From: Regulation of α-synuclein by chaperones in mammalian cells
a–c, Two-dimensional [15N, 1H]-NMR spectra of 500 µM [U-13C, 15N]-α-synuclein (grey), 450 µM [U-13C, 15N]-acetyl-α-synuclein (dark violet) and 100 µM [U-15N]-∆N-α-synuclein (dark blue). The sequence-specific resonance assignments for wild-type as well as acetylated α-synuclein obtained from three-dimensional triple resonance experiments and from chemical-shift mapping of ΔN-α-synuclein are indicated. d, e, Two-dimensional [13C, 15N]-NMR spectra of 500 µM [U-13C, 15N]-α-synuclein (grey) and 450 µM [U-13C, 15N]-acetyl-α-synuclein (dark violet).

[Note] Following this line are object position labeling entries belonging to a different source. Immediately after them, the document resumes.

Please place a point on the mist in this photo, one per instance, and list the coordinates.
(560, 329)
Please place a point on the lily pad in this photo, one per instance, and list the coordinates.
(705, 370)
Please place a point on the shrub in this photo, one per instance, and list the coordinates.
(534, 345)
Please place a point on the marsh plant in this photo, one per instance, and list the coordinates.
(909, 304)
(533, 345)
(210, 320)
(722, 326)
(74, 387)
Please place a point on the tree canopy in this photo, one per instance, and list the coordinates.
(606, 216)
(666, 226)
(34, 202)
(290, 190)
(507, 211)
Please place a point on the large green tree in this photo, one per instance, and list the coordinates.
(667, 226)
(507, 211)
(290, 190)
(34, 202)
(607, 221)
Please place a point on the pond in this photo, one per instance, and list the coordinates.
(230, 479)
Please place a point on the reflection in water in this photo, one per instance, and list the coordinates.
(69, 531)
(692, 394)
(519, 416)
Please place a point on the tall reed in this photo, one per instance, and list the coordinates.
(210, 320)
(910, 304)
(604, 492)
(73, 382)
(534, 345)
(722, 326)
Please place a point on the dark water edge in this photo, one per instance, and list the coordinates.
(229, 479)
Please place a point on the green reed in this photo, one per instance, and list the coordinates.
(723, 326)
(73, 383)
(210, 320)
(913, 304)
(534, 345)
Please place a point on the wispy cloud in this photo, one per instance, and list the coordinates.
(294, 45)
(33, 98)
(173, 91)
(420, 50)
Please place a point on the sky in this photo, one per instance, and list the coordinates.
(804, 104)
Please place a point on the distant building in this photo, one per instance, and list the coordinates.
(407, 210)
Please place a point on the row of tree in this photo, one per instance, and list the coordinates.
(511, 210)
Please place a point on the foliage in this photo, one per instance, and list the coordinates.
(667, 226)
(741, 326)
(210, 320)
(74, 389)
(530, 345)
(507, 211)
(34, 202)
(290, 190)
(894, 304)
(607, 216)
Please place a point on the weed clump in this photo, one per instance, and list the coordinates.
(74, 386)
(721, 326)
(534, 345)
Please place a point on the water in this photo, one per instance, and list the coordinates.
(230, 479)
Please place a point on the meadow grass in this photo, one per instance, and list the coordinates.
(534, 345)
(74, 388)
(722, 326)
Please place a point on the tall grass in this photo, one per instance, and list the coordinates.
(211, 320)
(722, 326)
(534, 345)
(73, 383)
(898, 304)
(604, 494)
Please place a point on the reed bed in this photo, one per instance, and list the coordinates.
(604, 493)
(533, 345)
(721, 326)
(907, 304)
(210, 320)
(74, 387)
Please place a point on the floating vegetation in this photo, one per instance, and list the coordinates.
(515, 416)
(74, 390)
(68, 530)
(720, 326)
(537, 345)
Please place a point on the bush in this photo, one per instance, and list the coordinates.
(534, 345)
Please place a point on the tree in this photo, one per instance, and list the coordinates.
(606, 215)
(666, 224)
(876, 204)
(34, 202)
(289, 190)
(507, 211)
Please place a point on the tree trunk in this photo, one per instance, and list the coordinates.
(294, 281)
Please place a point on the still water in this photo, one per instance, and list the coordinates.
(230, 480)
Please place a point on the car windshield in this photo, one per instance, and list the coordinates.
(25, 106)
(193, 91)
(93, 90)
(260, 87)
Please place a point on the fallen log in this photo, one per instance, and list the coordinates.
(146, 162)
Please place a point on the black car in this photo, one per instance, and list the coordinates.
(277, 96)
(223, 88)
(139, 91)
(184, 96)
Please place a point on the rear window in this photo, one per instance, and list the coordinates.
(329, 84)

The sequence-specific resonance assignments for wild-type and acetylated α-synuclein obtained from three-dimensional triple resonance experiments are indicated. f, Residue-resolved combined chemical-shift perturbations of the amide moieties for acetyl-α-synuclein (dark violet) and ΔN-α-synuclein (dark blue) versus wild-type α-synuclein. g, Residue-resolved combined chemical-shift difference of the carbonyl-amide moieties for acetyl-α-synuclein (dark violet) versus wild-type α-synuclein. [15N, 1H]-NMR spectra in a–c were measured five times and [13C, 15N]-NMR spectra (d, e) were measured in duplicates, all yielding similar results.